D. Jesús Domínguez Gómez, obispo de Coria-Cáceres
D. Jesús Domínguez Gómez (Pilas, Sevilla, 25 de septiembre de 1931 – Cáceres, 26 de octubre de 1990) fue obispo de la diócesis de Coria-Cáceres entre 1977 y 1990, un periodo en el que se ganó el recuerdo de muchos cacereños por su trato cercano, su actividad constante y su profunda devoción al Cristo Negro.
Formación y primeros años de ministerio
Tras su formación en el seminario, fue ordenado sacerdote el 18 de diciembre de 1954. Desarrolló su labor pastoral en la archidiócesis de Sevilla, donde asumió distintas responsabilidades, entre ellas la de vicario episcopal, antes de ser llamado al episcopado.
Nombramiento y llegada a Cáceres (1977)
Fue nombrado obispo el 16 de marzo de 1977 y consagrado el 24 de septiembre de 1977. En aquellos primeros meses ya aparece vinculado a celebraciones muy queridas en la ciudad, como su primera misa ante la Virgen de la Montaña, momento especialmente recordado por quienes vivieron su llegada a la diócesis.
Un pastor cercano y con responsabilidades más amplias
Durante su etapa al frente de Coria-Cáceres, se le recuerda como un obispo cercano y activo, muy presente en la vida diocesana.
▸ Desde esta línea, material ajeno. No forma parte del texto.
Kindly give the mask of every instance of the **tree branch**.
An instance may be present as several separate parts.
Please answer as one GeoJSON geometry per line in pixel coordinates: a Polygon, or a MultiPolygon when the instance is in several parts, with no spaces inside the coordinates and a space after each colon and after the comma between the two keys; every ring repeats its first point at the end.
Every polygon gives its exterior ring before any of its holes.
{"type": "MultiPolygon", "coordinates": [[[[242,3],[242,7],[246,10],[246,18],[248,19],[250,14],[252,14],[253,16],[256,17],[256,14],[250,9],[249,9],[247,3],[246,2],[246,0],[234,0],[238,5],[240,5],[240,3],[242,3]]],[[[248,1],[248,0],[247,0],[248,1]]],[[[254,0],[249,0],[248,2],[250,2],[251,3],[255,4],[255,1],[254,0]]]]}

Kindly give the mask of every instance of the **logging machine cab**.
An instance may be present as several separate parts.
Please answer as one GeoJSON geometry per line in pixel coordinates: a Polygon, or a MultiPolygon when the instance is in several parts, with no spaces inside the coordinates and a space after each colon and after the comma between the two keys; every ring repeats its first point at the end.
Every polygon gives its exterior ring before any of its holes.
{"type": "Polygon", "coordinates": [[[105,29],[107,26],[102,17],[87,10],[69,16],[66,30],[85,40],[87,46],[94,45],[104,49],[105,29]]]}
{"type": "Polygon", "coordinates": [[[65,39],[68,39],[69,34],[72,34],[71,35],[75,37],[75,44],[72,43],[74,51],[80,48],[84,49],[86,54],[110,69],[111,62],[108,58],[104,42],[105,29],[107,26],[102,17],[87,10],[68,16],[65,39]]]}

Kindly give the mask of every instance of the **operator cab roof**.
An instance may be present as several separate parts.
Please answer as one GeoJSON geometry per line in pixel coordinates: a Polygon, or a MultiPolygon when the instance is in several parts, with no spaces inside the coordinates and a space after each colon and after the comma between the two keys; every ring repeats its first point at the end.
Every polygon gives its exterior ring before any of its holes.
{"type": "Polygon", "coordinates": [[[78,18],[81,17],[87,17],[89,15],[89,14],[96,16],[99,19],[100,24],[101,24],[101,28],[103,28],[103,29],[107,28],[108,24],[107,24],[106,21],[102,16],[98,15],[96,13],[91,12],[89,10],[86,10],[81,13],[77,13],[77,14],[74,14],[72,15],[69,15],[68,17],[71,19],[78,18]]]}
Además, asumió en distintos periodos la tarea de Administrador Apostólico en las diócesis de Badajoz y Plasencia, y dentro de la Conferencia Episcopal Española trabajó en áreas como Pastoral, Clero y Apostolado Seglar.
Devoción al Cristo Negro y sepultura en Santa María
Su vínculo con la Hermandad del Cristo Negro fue especialmente intenso. En 1990, año del 500 aniversario de la creación de la Hermandad (1490–1990), su salud empeoró gravemente: fue operado de urgencia en Sevilla y, tras ser ingresado en Cáceres, falleció el 26 de octubre de 1990.
Por la devoción que profesaba al Santo Crucifijo, dejó dispuesto que su sepultura estuviera en la Capilla del Cristo Negro, en la Concatedral de Santa María, “para que cada vez que el Cristo sea bajado toque su tumba”, buscando permanecer simbólicamente unido a la imagen que tanto veneró.
El Cabildo de la Hermandad acordó nombrarlo Hermano de Honor y Perpetuo, y ese reconocimiento se proclamó públicamente en sus exequias, quedando constancia mediante un documento depositado junto a él en su enterramiento.